There’s been quite a bit of worry recently about the future of cask ale – or real ale, as many prefer to call it. Cask’s share of the beer market has declined in recent years and then it took another big hit from the Covid-19 lockdowns. That’s because almost all cask ale is sold via pubs, and they were closed.
Wild Card's hazy cask Pale |
Even before the pandemic, some brewers had been talking about the need to increase the price of a cask pint to restore a bit of profit margin. Others had largely or wholly moved to keg as it was the only way they saw to make a decent return – and of course the pandemic-driven move to selling bottles and cans, instead of draught beers, has accelerated that shift.
Similarly, the uncertainty involved in the post-lockdown reopening of pubs seems to have encouraged many to reduce the number of cask pumps in use – and some to drop cask altogether. Pub visitor numbers are both down and unreliable, by all accounts, so I can see it’s a risk – after all, once you tap a cask, it needs to sell within days, whereas a keg can stay good for weeks.
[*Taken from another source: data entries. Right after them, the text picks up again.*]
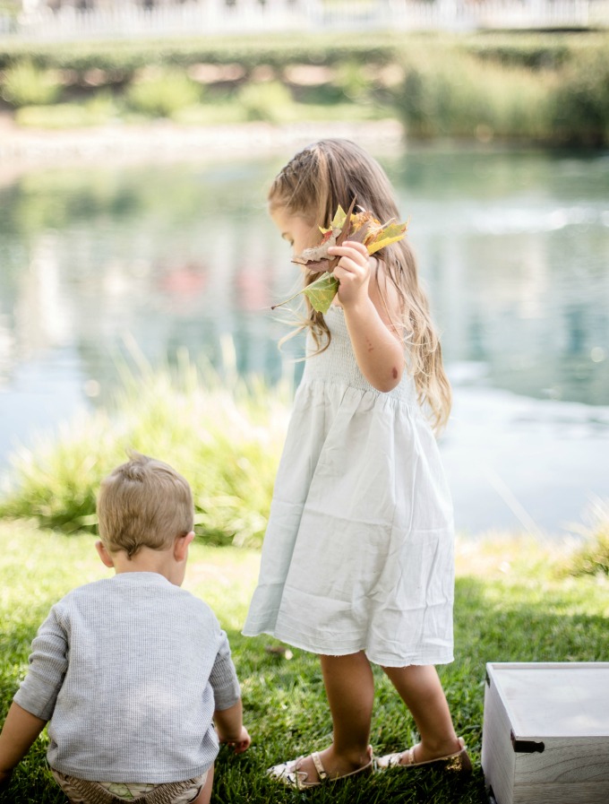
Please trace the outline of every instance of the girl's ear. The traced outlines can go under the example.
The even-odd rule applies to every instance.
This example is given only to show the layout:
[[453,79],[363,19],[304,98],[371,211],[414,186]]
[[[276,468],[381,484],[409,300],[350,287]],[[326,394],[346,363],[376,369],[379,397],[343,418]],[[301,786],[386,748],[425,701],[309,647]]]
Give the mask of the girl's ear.
[[112,558],[112,556],[108,553],[104,542],[103,541],[96,541],[95,547],[98,551],[98,554],[99,555],[99,558],[101,558],[101,563],[105,566],[107,566],[111,569],[114,566],[114,560]]
[[174,546],[174,558],[176,561],[184,561],[188,558],[188,546],[194,539],[194,531],[186,533],[185,536],[178,536]]

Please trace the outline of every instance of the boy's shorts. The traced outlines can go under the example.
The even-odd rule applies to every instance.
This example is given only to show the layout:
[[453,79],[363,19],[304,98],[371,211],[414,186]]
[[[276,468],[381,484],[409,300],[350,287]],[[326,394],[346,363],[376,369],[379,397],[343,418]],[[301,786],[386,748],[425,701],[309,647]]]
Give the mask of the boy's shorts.
[[51,768],[55,781],[72,804],[190,804],[201,792],[207,781],[207,773],[185,782],[167,784],[138,782],[89,782],[76,779]]

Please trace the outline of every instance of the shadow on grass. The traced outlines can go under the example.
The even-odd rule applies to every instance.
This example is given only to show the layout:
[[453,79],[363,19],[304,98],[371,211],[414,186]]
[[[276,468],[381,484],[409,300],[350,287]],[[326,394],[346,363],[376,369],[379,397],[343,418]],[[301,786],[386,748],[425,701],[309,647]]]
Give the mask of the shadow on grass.
[[[499,592],[499,593],[498,593]],[[531,599],[535,602],[531,602]],[[456,783],[442,772],[395,769],[369,778],[331,783],[306,793],[292,791],[265,776],[275,763],[322,749],[331,738],[331,722],[317,658],[294,650],[291,660],[270,653],[270,637],[249,639],[230,632],[243,686],[245,724],[253,745],[236,756],[222,748],[216,765],[212,802],[268,804],[270,801],[334,802],[334,804],[486,804],[480,768],[485,663],[487,661],[595,661],[609,648],[606,619],[594,602],[582,613],[581,589],[577,601],[567,587],[554,585],[543,596],[525,586],[503,588],[501,582],[459,578],[455,605],[456,656],[439,668],[458,734],[467,743],[475,771]],[[577,603],[577,605],[576,605]],[[5,645],[19,656],[4,668],[4,711],[8,708],[25,665],[22,637],[35,632],[21,622]],[[19,645],[18,645],[18,643]],[[27,651],[27,649],[26,649]],[[13,664],[13,669],[10,665]],[[376,699],[371,741],[376,754],[399,750],[417,740],[415,724],[384,674],[374,669]],[[4,712],[3,712],[4,714]],[[46,739],[40,739],[15,772],[2,804],[65,804],[45,760]]]

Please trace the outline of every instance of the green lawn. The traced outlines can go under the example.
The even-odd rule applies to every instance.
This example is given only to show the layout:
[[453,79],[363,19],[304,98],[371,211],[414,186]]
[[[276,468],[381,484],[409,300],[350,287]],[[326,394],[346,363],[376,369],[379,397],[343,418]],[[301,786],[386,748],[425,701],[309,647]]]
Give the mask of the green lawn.
[[[486,661],[595,661],[609,653],[609,580],[572,577],[554,546],[495,537],[458,543],[455,606],[456,661],[440,672],[458,733],[465,737],[476,770],[455,785],[437,772],[393,771],[306,794],[284,790],[265,778],[270,765],[322,748],[331,724],[316,658],[269,653],[268,637],[239,633],[253,589],[259,554],[235,548],[191,552],[184,586],[203,597],[227,629],[243,687],[245,723],[253,737],[242,756],[223,748],[217,763],[212,801],[335,801],[343,804],[486,802],[480,769],[485,664]],[[87,534],[61,535],[33,523],[0,521],[0,708],[2,717],[27,667],[30,643],[52,603],[73,586],[108,573]],[[416,739],[414,724],[382,672],[373,722],[376,753]],[[65,802],[45,762],[41,737],[16,771],[0,801]]]

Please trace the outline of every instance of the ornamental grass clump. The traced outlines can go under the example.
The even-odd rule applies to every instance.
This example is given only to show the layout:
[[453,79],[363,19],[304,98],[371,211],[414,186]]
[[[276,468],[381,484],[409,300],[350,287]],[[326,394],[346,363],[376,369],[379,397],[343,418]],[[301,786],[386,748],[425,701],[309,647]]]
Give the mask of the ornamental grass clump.
[[109,410],[83,412],[13,455],[0,517],[95,531],[99,482],[134,449],[179,467],[193,488],[195,532],[208,543],[259,546],[289,396],[287,384],[221,380],[186,359],[178,369],[125,371]]

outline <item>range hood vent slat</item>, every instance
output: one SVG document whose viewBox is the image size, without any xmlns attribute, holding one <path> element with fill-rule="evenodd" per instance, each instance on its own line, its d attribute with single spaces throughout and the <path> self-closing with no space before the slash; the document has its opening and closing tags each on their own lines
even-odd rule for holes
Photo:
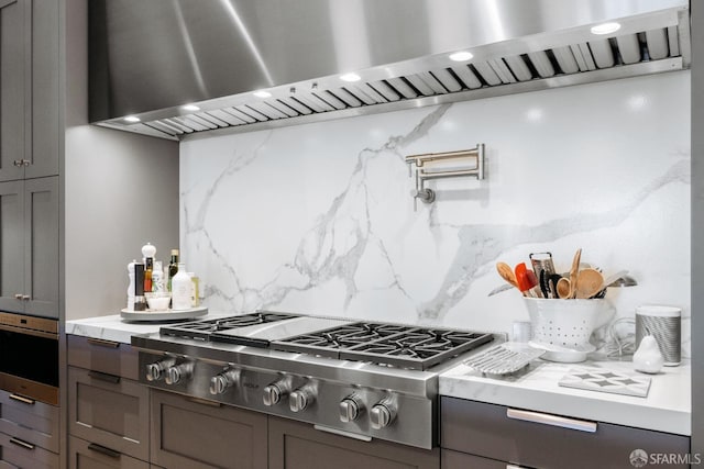
<svg viewBox="0 0 704 469">
<path fill-rule="evenodd" d="M 629 3 L 626 11 L 634 13 L 609 16 L 622 23 L 620 35 L 593 35 L 590 26 L 603 21 L 597 22 L 596 18 L 585 21 L 580 13 L 575 14 L 580 22 L 564 24 L 562 29 L 539 30 L 524 36 L 510 31 L 504 40 L 486 38 L 487 42 L 471 45 L 466 48 L 474 57 L 465 63 L 451 62 L 448 54 L 431 44 L 428 56 L 374 63 L 370 68 L 353 70 L 362 76 L 356 82 L 343 83 L 339 80 L 341 72 L 337 72 L 273 85 L 266 89 L 272 96 L 264 99 L 254 99 L 248 91 L 251 88 L 244 88 L 238 94 L 195 102 L 201 111 L 194 113 L 184 113 L 177 103 L 173 108 L 134 114 L 141 119 L 138 123 L 127 123 L 120 116 L 95 123 L 178 141 L 207 132 L 248 132 L 686 69 L 691 62 L 689 3 L 684 0 L 661 2 L 667 4 L 658 3 L 656 8 Z M 610 0 L 600 4 L 609 11 L 620 11 L 612 8 Z M 290 53 L 296 55 L 295 51 Z M 320 58 L 322 65 L 333 59 Z M 333 63 L 340 63 L 340 58 L 334 57 Z M 305 75 L 307 70 L 299 67 L 302 65 L 294 62 L 287 65 Z M 282 70 L 272 70 L 282 75 Z M 283 77 L 290 75 L 289 71 L 283 72 Z M 212 78 L 219 79 L 215 74 Z M 107 112 L 114 115 L 110 110 Z"/>
<path fill-rule="evenodd" d="M 676 26 L 668 27 L 668 45 L 670 46 L 670 57 L 680 55 L 680 41 Z"/>
<path fill-rule="evenodd" d="M 594 63 L 598 68 L 610 68 L 614 66 L 614 53 L 607 40 L 590 41 L 588 46 L 592 52 L 592 57 L 594 57 Z"/>
<path fill-rule="evenodd" d="M 389 87 L 392 87 L 398 94 L 406 99 L 418 98 L 418 93 L 408 86 L 402 78 L 389 78 L 386 80 Z"/>
<path fill-rule="evenodd" d="M 332 92 L 340 101 L 346 103 L 352 108 L 359 108 L 360 105 L 364 104 L 358 97 L 355 97 L 344 88 L 338 88 L 337 90 L 330 92 Z"/>
<path fill-rule="evenodd" d="M 532 74 L 521 56 L 513 55 L 505 57 L 504 62 L 506 62 L 506 65 L 510 68 L 510 71 L 518 81 L 528 81 L 532 78 Z"/>
<path fill-rule="evenodd" d="M 279 98 L 279 101 L 288 105 L 289 108 L 295 109 L 299 114 L 308 115 L 312 113 L 312 110 L 310 108 L 308 108 L 306 104 L 298 101 L 295 97 Z"/>
<path fill-rule="evenodd" d="M 498 75 L 496 75 L 496 71 L 494 71 L 488 63 L 482 62 L 479 64 L 474 64 L 474 68 L 476 69 L 476 71 L 479 71 L 481 77 L 484 79 L 484 81 L 486 81 L 488 86 L 495 87 L 502 83 L 502 79 L 498 78 Z"/>
<path fill-rule="evenodd" d="M 457 92 L 462 89 L 462 83 L 447 68 L 438 68 L 432 70 L 431 74 L 449 92 Z"/>
<path fill-rule="evenodd" d="M 476 78 L 476 75 L 474 75 L 474 71 L 472 71 L 470 67 L 452 67 L 452 71 L 454 71 L 454 75 L 457 75 L 469 89 L 475 90 L 477 88 L 482 88 L 482 82 Z"/>
<path fill-rule="evenodd" d="M 400 94 L 394 88 L 392 88 L 386 81 L 378 80 L 372 81 L 369 83 L 376 92 L 384 97 L 387 101 L 398 101 L 400 99 Z"/>
<path fill-rule="evenodd" d="M 640 42 L 636 34 L 626 34 L 616 37 L 616 44 L 618 44 L 618 51 L 624 64 L 635 64 L 640 62 Z"/>
<path fill-rule="evenodd" d="M 321 92 L 312 93 L 312 94 L 323 100 L 328 104 L 330 104 L 333 109 L 341 110 L 348 107 L 344 102 L 340 101 L 340 99 L 337 96 L 332 94 L 328 90 L 323 90 Z"/>
<path fill-rule="evenodd" d="M 576 74 L 580 71 L 580 66 L 578 65 L 570 46 L 554 47 L 552 49 L 552 55 L 563 72 Z"/>
<path fill-rule="evenodd" d="M 296 99 L 302 102 L 308 108 L 312 109 L 315 112 L 327 112 L 327 111 L 333 110 L 333 108 L 330 104 L 328 104 L 324 101 L 321 101 L 320 99 L 318 99 L 318 97 L 315 97 L 312 94 L 298 93 L 296 96 Z"/>
</svg>

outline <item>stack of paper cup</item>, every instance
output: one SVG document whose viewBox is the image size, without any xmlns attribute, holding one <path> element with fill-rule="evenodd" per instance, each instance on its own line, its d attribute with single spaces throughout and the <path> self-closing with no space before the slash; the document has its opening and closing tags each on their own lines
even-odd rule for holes
<svg viewBox="0 0 704 469">
<path fill-rule="evenodd" d="M 682 310 L 675 306 L 645 304 L 636 308 L 636 348 L 647 335 L 660 346 L 666 367 L 680 365 Z"/>
</svg>

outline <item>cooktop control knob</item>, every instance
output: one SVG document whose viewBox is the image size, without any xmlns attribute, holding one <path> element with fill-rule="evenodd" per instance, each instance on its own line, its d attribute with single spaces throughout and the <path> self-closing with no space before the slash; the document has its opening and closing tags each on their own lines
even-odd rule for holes
<svg viewBox="0 0 704 469">
<path fill-rule="evenodd" d="M 189 361 L 184 361 L 179 365 L 175 365 L 166 370 L 166 384 L 178 384 L 179 382 L 190 378 L 194 371 L 194 365 Z"/>
<path fill-rule="evenodd" d="M 374 404 L 370 411 L 372 428 L 380 429 L 388 426 L 396 418 L 396 404 L 391 399 L 384 399 Z"/>
<path fill-rule="evenodd" d="M 290 391 L 290 380 L 282 379 L 264 388 L 264 405 L 276 405 Z"/>
<path fill-rule="evenodd" d="M 164 378 L 164 371 L 166 371 L 169 367 L 174 366 L 176 360 L 173 358 L 167 358 L 164 360 L 155 361 L 153 364 L 148 364 L 146 366 L 146 380 L 147 381 L 158 381 Z"/>
<path fill-rule="evenodd" d="M 353 422 L 360 416 L 364 405 L 356 394 L 350 394 L 340 401 L 340 421 Z"/>
<path fill-rule="evenodd" d="M 288 406 L 292 412 L 304 411 L 316 400 L 316 389 L 312 386 L 298 388 L 288 395 Z"/>
<path fill-rule="evenodd" d="M 241 370 L 228 368 L 210 378 L 210 393 L 213 395 L 223 394 L 228 389 L 237 386 L 240 382 L 241 372 Z"/>
</svg>

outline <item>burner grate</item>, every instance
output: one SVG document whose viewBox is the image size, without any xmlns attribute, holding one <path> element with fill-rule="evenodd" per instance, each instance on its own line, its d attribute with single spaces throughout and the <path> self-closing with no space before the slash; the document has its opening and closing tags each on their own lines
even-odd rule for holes
<svg viewBox="0 0 704 469">
<path fill-rule="evenodd" d="M 158 332 L 163 335 L 175 337 L 195 338 L 198 340 L 209 340 L 213 333 L 228 331 L 235 327 L 245 327 L 256 324 L 273 323 L 298 317 L 294 314 L 272 313 L 267 311 L 257 311 L 251 314 L 242 314 L 239 316 L 227 316 L 215 320 L 201 320 L 190 323 L 172 324 L 162 326 Z"/>
<path fill-rule="evenodd" d="M 282 339 L 272 348 L 426 370 L 491 340 L 483 333 L 355 323 Z"/>
</svg>

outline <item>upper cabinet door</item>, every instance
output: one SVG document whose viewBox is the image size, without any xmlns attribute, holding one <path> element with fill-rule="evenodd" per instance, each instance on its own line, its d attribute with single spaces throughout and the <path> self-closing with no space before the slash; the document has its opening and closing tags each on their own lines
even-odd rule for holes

The paradox is that demand for cask doesn’t seem to have fallen as much as the more pessimistic brewers had feared or expected. Twice recently, I’ve spoken with London-area brewers who say their cask sales are up, in part because others have dropped out of the business.
'Small pack' at Brockley |
Wild Card co-founder William Harris said that although the majority of each 20hl cask brew is sold via The Tavern on the Hill, “people really want cask from us, partly because a lot of firms have pulled out from it. Mostly it’s cask-led pubs looking for suppliers, and it’s mainly a London issue – outside London there’s still plenty of cask around.”
And then on a visit to Hither Green, near Lewisham, I discovered that Brockley Brewery was also nearby. In the brewery taproom I was surprised to find that as the (inevitable, these days) cans on sale, they had four cask ales on draught, all dispensed by gravity from casks in the coldstore, and to learn that Brockley's production is now around 50% cask. The story was similar – it’s picked up cask sales volume from other breweries who have dropped out of the business.
Is all of this good news or bad? I’m not really sure, but I do find it interesting – as in the apocryphal ‘curse’, “May you live in interesting times.”